In recognition of International Day of No Prostitution on 5 October 2015, the Nordic Model Australia Coalition (NorMAC) has written to Attorney Generals and Justice Ministers from each of Australia’s states and territories calling on them to expunge criminal records for people in prostitution, in particular historical charges that relate to solicitation and street prostitution.
In some American states – for example New York – the criminal records of people trafficked into prostitution have been expunged. NorMAC wants to see something similar here in Australia, along with recognition that interpretation of the term ‘trafficked’ needs to be broadened insofar as it refers to prostitution.
NorMAC recognises that coercion into prostitution takes many forms, many of which do not satisfy the definition of overt force.
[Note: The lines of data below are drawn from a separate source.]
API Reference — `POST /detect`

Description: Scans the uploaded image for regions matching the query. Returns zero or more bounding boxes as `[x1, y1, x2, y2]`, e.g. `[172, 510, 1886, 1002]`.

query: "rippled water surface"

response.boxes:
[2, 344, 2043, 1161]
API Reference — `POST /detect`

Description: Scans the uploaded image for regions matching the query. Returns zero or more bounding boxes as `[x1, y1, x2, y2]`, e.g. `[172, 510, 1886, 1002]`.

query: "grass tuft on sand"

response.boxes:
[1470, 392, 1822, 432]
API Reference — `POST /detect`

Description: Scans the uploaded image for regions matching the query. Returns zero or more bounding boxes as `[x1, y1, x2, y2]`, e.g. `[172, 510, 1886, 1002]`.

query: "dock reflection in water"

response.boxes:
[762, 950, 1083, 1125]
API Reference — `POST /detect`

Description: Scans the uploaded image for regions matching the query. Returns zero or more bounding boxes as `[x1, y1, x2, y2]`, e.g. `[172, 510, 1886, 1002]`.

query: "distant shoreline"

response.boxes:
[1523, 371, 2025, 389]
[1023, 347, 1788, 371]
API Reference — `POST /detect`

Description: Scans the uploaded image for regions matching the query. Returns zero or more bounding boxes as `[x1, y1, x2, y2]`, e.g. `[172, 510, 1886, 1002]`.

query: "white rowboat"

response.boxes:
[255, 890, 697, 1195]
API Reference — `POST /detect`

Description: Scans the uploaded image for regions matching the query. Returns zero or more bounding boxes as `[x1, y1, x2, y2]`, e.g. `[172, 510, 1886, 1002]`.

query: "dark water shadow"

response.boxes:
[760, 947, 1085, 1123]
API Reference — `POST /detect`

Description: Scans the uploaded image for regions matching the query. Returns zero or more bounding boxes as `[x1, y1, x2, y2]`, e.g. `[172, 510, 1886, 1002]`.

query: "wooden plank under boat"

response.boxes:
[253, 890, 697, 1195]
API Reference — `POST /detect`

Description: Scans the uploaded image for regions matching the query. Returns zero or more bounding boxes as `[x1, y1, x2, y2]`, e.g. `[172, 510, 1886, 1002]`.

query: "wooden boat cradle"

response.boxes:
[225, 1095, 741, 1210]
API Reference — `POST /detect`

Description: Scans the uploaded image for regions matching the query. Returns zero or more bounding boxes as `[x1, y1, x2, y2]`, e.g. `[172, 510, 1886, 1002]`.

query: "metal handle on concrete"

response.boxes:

A number of factors can contribute to a person selling sex, including socio-economic pressures.
Evidence consistently shows that many persons in prostitution have been exposed to sexual assault and exploitation prior to entering the sex trade. Indigenous women and migrant women are also at greater risk of entering prostitution as a means of survival.
‘It is well documented that the majority of people in prostitution are there due to limited choices and financial disadvantage. Charges and criminal convictions against these people perpetuate discrimination and stigmatisation, ultimately entrenching them in the sex trade’, said NorMAC director and prostitution survivor, Simone Watson.
‘Most women in prostitution want out and expunging their criminal records is one way governments can give them real options, particularly in a society where police and safety checks are increasingly required for employment’, she said.